79      La requérante fait grief à la Commission de ne pas avoir tenu compte de l’appréciation des mêmes accords conclus par Lufthansa avec SAS, et avec les autres partenaires de Star Alliance, qu’elle avait effectuée dans la décision Lufthansa/Brussels Airlines. La requérante soutient, de manière plus générale, que, depuis la décision Lufthansa/Brussels Airlines, la Commission a changé sa politique en matière de traitement des partenaires d’alliance, de sorte que, si la concentration Lufthansa/Swiss était notifiée aujourd’hui, les lignes ZRH-STO et ZRH-WAW ne seraient pas considérées comme des marchés affectés et les engagements n’auraient pas été nécessaires pour obtenir l’autorisation de l’opération.

80      Il convient de souligner que les griefs développés au point 79 ci-dessus, à la différence des griefs relatifs aux modifications contractuelles proprement dites et à l’accord de partage de code conclu entre Swiss et SAS, ont été avancés par la requérante pour contester l’appréciation de la Commission tant en ce qui concerne la ligne ZRH-STO qu’en ce qui concerne la ligne ZRH-WAW.

81      La Commission rappelle, tout d’abord, que toute concentration est appréciée individuellement à la lumière des circonstances factuelles et juridiques propres à cette opération.
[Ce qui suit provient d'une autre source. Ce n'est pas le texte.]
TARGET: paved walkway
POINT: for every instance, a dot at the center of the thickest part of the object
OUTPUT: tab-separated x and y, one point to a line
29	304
La requérante ne pourrait donc se fonder sur de prétendues différences d’appréciation de la Commission par rapport à d’autres affaires.

82      La Commission considère, par ailleurs, que la décision attaquée n’est pas en contradiction avec l’appréciation faite dans la décision Lufthansa/Brussels Airlines et que son approche relative à l’évaluation des relations entre les parties à une concentration et les tiers dans le secteur de l’aviation n’a pas sensiblement changé depuis l’adoption de la décision de 2005. En tout état de cause, il ne saurait être question d’une évolution du marché à long terme ou, a fortiori, d’un changement des accords sous-jacents entre Lufthansa et ses partenaires d’alliance.

83      À cet égard, il convient de rappeler, tout d’abord, que, selon une jurisprudence constante, lorsque la Commission statue sur la compatibilité d’une concentration avec le marché intérieur sur la base d’une notification et d’un dossier propres à cette opération, une partie requérante n’est pas en droit de remettre en cause ses constatations au motif qu’elles diffèrent de celles faites antérieurement dans une autre affaire, sur la base d’une notification et d’un dossier différents, à supposer même que les marchés en cause dans les deux affaires soient similaires, voire identiques (arrêts du 14 décembre 2005, General Electric/Commission, T‑210/01, EU:T:2005:456, point 118, et du 13 mai 2015, Niki Luftfahrt/Commission, T‑162/10, EU:T:2015:283, point 142). Conformément à cette jurisprudence, ni la Commission ni, a fortiori, le Tribunal ne sont liés par les constatations de fait et les appréciations économiques effectuées dans les décisions précédentes.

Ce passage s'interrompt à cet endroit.